Я не могу во всей полноте проникнуть в течение жизни отца до войны, остались лишь немногие письма, фотографии, свидетельства. Теперь, с обретением этого лирического «избранного», появляется возможность предположить и оценить в какой-то степени оттенки сложных отношений с первой женой Анной, Нюрой, как он ее называл. На некоторых сохранившихся фотографиях она позирует в прекрасных нарядах, мехах – привлекательная, уверенная в себе женщина. Но есть и другие фото, на них – усталое, постаревшее в войну лицо, на голове – простая косынка медсестры. Были в их совместной жизни радости и расставания, и боль, и разлуки, но никуда не исчезла сила характера Анны, желание быть притягательной, ее искусство «держать всех в узде». Читаю подборку симоновских стихов и понимаю те душевные движения, что остались в памяти отца и обрели отчетливость благодаря поэзии. Отец писал ей письма с войны, с наказами «береги детей» и наставлениями повзрослевшей дочери Майе и сыну Гелию. Письма «от случая до другого случая», как у Симонова.
Безжалостная история, прописанная в стихотворении «Открытое письмо» с посвящением женщине из города Вичуга было выделено отцом как одно из самых запомнившихся, важных для него. Письмо-ответ боевых товарищей той, которая «не умела ждать». Интонация этого стихотворения имела отзвук и в личной судьбе отца. У Анны появилось новое увлечение, о чем отец знал, свидетельства этому остались в его письмах к Анне. Он тяжело переживал разрыв. А в лирике спустя годы нашел близкое настроение из того далекого прошлого и растворившихся чувств:
…Я не хочу судьею быть, Не все разлуку побеждают, Не все способны век любить, — К несчастью, в жизни все бывает…
Разумеется, отец включил в подборку и стихи, которые традиционно входят в «золотую копилку» военной лирики. Основная интонация некоторых стихотворений – переживание трагического опыта, полученного под Вязьмой осенью 1941 года, когда «в котле» оказалась часть войск Западного фронта. Кто пережил это, видел, осознал – «по гроб нам будет мил». Пусть просто скажет: «я там был».
Мама была именно таким человеком: в 18 лет ушла добровольцем на фронт, летом 1941 года оказалась подо Ржевом, получила контузию, и, волею судеб, встретила отца на Калининском фронте зимой 1942 года. Прошла с ним всю войну.
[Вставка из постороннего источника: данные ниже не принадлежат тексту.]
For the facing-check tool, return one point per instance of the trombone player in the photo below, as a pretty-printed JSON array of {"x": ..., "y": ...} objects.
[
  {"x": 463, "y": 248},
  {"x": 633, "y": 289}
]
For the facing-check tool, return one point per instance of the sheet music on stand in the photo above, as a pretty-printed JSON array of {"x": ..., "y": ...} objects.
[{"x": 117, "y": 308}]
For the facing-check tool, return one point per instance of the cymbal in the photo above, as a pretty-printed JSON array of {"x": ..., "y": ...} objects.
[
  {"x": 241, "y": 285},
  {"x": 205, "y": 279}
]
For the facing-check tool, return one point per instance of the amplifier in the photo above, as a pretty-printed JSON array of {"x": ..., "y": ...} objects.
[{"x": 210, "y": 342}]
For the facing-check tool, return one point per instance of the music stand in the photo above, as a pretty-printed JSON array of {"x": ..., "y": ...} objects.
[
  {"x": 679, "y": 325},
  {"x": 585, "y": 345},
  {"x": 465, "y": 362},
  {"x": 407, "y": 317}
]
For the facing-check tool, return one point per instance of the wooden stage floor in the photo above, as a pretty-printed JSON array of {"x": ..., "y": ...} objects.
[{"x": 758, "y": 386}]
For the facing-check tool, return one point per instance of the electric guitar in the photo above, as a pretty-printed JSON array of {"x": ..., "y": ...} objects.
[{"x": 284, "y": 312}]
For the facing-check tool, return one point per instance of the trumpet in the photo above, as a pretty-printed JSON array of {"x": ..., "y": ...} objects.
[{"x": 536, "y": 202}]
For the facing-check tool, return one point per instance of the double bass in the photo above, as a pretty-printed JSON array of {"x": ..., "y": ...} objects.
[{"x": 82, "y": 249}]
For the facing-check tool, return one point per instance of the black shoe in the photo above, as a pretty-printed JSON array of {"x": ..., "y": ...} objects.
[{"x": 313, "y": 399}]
На книге мемуаров отец сделал надпись, в которой, воздав особое уважение, обратился к ней по имени-отчеству: «Антонине Васильевне, моей дорогой и любимой супруге, боевому другу, прошедшей со мной весь боевой путь во время войны, и бывшей заботливым другом в мирные годы – дарю на добрую память эту книгу. Преданный, любящий тебя Конев». Свою книгу отец подписал и подарил маме 9 мая, в этот, навсегда самый главный, памятный день – и для нас, и для нашей страны.
Часть первая. До войны
Корни
Мой отец – крестьянских корней. Я доподлинно знаю о его происхождении, знаю имена своего прадеда, прабабушки, деда и бабушки, поскольку, несмотря на все революционные потрясения и реформы, удивительным образом до наших дней сохранилась подлинная церковная метрическая книга, в которой отмечено число рождений, крещений и смертей в близлежащей округе. На потемневшей от времени плотной бумаге пером и чернилами сделана запись за 1897 год: «Часть 1-ая, о родившихся. Мужескаго пола. 106. Рождения декабря 15. Крещение 16. Звание, имя, отчество и фамилия родителей и какого вероисповедания. Деревни Лодейной крестьянин Степан Иванов Конев и законная жена его Евдокия Степанова. Оба православного вероисповедания».